Predicting mobile data usage


Okay. I am trying to predict data usage for a user at any point in time. For example, I should be able to predict the data you have consumed since your last purchase. I have a dataset that shows

  1. Date of purchase of data
  2. Amount Paid
  3. Data

I have been cracking around this dataset, are these variables enough? What algorithm will be the best (I am thinking Multiple Linear Regression)?




Do you have the actual values for some rows?

Could you give more details of the dataset, i.e. the number of rows, number of columns for train and test respectively.


Yes. There are actual values. I have 3 columns and up to 1000000 rows. The columns are:

  1. Date of purchase of data
  2. Amount Paid
  3. Data bought.

10/01/2018 13:15:00 | 5000 | 10G
13/12/2018 08:30:30 | 3500 | 6.5G


You certainly need to create more variables using the existing variables. From the date of purchase you can calculate number of days from purchase to today, or the month of purchase too.
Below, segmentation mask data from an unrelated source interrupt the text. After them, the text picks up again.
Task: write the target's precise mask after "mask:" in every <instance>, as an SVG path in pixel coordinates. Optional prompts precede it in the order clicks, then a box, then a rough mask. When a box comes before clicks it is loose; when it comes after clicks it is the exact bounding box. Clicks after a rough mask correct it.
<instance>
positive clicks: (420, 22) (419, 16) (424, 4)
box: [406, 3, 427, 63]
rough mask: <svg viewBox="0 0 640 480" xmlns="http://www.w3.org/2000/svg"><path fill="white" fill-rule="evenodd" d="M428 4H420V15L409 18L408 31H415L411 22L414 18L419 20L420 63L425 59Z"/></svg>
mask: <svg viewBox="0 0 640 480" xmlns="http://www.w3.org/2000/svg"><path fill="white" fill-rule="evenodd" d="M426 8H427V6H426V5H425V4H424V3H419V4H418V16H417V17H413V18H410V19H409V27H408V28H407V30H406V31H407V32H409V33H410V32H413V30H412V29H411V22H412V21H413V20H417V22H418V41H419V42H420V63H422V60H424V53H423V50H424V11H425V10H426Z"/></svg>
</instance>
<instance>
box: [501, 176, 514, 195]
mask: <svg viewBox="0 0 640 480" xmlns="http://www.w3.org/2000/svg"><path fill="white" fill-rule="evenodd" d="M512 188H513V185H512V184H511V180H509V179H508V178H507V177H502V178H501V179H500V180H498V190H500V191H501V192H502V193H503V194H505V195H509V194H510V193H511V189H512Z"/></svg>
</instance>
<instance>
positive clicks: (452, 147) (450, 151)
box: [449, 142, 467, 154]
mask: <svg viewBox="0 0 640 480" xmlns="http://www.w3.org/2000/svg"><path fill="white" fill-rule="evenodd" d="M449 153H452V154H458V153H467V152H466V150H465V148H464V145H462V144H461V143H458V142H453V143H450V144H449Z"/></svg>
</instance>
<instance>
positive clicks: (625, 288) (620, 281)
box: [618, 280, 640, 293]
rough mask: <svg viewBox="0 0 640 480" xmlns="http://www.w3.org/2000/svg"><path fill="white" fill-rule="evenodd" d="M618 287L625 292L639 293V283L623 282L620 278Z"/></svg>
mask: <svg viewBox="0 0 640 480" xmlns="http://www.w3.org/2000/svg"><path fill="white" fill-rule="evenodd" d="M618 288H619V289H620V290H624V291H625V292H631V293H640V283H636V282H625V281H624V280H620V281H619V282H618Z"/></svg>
You can create another feature using the amount paid and data bought for instance, their ratio (amount/data) . Similarly, think about the features you can create (you can read articles on feature engineering and get an idea about it).

You might find the below article on feature tools helpful. Also, you cannot decide what algorithm is the best without exploring the data. You can create a benchmark model first and then proceed and try different models to see what works best.